Professor Ewald articulates this as a public health strategy in the PBS series on Evolution:

Q: How does understanding the evolution of virulence help us to manage infectious disease?

A: For most of the last two centuries people have been using interventions to knock down infectious diseases as much as possible. The idea is that we’re going to use weapons like vaccines and antibiotics or hygienic interventions to reduce the frequency of infection as much as possible.

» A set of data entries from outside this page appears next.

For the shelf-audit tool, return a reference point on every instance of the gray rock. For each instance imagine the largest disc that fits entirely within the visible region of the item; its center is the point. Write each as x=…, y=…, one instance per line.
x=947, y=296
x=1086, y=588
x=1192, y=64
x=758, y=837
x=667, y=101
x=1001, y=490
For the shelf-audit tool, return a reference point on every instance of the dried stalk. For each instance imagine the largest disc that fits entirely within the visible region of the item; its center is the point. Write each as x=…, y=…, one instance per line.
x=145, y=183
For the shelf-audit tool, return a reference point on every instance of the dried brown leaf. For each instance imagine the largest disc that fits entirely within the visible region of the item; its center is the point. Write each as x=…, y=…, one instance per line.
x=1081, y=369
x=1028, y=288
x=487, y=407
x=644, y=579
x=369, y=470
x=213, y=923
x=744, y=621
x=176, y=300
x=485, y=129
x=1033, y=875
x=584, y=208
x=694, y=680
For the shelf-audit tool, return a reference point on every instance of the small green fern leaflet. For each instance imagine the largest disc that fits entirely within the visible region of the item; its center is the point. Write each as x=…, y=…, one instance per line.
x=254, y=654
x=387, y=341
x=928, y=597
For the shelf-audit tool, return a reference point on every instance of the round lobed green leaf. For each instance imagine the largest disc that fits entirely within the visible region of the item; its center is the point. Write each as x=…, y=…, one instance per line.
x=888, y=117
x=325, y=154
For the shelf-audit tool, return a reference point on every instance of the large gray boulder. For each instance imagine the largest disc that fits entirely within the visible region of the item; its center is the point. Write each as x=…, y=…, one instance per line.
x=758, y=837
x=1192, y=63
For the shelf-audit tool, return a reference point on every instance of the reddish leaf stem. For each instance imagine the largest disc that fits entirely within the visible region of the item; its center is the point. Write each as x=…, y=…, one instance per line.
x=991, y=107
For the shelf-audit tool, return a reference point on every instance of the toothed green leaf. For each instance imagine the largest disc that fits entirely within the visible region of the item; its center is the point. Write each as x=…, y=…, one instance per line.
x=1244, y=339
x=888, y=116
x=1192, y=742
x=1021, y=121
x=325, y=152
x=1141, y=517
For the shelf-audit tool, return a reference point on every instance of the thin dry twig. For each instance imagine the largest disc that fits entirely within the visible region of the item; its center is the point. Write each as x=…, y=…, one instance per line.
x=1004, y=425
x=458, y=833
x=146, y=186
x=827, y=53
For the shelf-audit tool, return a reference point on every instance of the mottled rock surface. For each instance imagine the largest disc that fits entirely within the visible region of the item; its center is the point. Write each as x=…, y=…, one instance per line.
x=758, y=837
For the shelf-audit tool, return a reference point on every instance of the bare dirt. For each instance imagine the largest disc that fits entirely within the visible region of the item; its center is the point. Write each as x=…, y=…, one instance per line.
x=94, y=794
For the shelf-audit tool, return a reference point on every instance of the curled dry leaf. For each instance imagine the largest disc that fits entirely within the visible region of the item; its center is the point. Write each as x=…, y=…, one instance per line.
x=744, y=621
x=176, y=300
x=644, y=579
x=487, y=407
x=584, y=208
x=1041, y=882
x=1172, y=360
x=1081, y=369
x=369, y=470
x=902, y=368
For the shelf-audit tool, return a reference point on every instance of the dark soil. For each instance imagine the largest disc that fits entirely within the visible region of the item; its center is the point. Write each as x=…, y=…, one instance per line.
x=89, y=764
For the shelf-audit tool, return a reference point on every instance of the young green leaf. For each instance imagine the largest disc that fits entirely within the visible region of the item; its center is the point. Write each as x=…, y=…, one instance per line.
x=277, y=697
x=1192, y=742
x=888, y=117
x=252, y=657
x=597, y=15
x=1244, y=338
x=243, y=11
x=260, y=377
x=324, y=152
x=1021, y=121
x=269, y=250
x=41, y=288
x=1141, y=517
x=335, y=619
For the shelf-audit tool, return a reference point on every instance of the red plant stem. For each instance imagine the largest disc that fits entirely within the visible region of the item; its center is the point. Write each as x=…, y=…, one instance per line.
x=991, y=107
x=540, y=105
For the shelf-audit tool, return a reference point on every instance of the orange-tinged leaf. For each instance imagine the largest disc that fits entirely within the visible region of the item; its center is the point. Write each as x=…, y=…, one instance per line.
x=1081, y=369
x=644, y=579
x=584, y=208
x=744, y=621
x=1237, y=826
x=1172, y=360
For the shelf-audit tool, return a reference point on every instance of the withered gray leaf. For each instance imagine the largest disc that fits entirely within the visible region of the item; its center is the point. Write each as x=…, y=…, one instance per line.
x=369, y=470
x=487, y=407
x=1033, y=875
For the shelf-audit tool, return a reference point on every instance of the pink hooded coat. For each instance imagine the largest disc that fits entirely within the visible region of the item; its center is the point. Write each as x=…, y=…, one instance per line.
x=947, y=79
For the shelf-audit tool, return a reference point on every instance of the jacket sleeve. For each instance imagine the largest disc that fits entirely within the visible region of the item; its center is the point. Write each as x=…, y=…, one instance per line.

My point is that there’s another way of controlling these disease organisms. Instead of using these weapons — antibiotics and vaccines and hygiene improvements — as a way of knocking down the organism, we can use those interventions to control the evolution of the organisms instead of getting the organisms evolving around our interventions. We can get the organisms to evolve to be less harmful than they have been in the past. Essentially, what I’m saying is we can use interventions like vaccines or like hygienic improvements to domesticate these organisms.

That argument may seem a little bit surprising, but we’ve already domesticated organisms in many ways. One of the most obvious ways is when we make live vaccines in the laboratory. We’re actually taking harmful organisms [and] changing the course of their evolution, making them evolve to be mild enough that we can then introduce them into people as a vaccine.

Professor Ewald comments on trying to avoid nosocomial infections in an Omni interview:

Omni: Can we avoid being infected at the hospital?

Ewald: Unfortunately, we’re at the mercy of the hospital. When my daughter was born, in a good hospital in Washington State, my wife and I were appalled that a nurse stuck her finger in the baby’s mouth to quiet her. We tried to explain why we didn’t think it was a good idea, and she was offended. When we talked to the pediatrician, he got indignant and said, “I do it all the time myself.”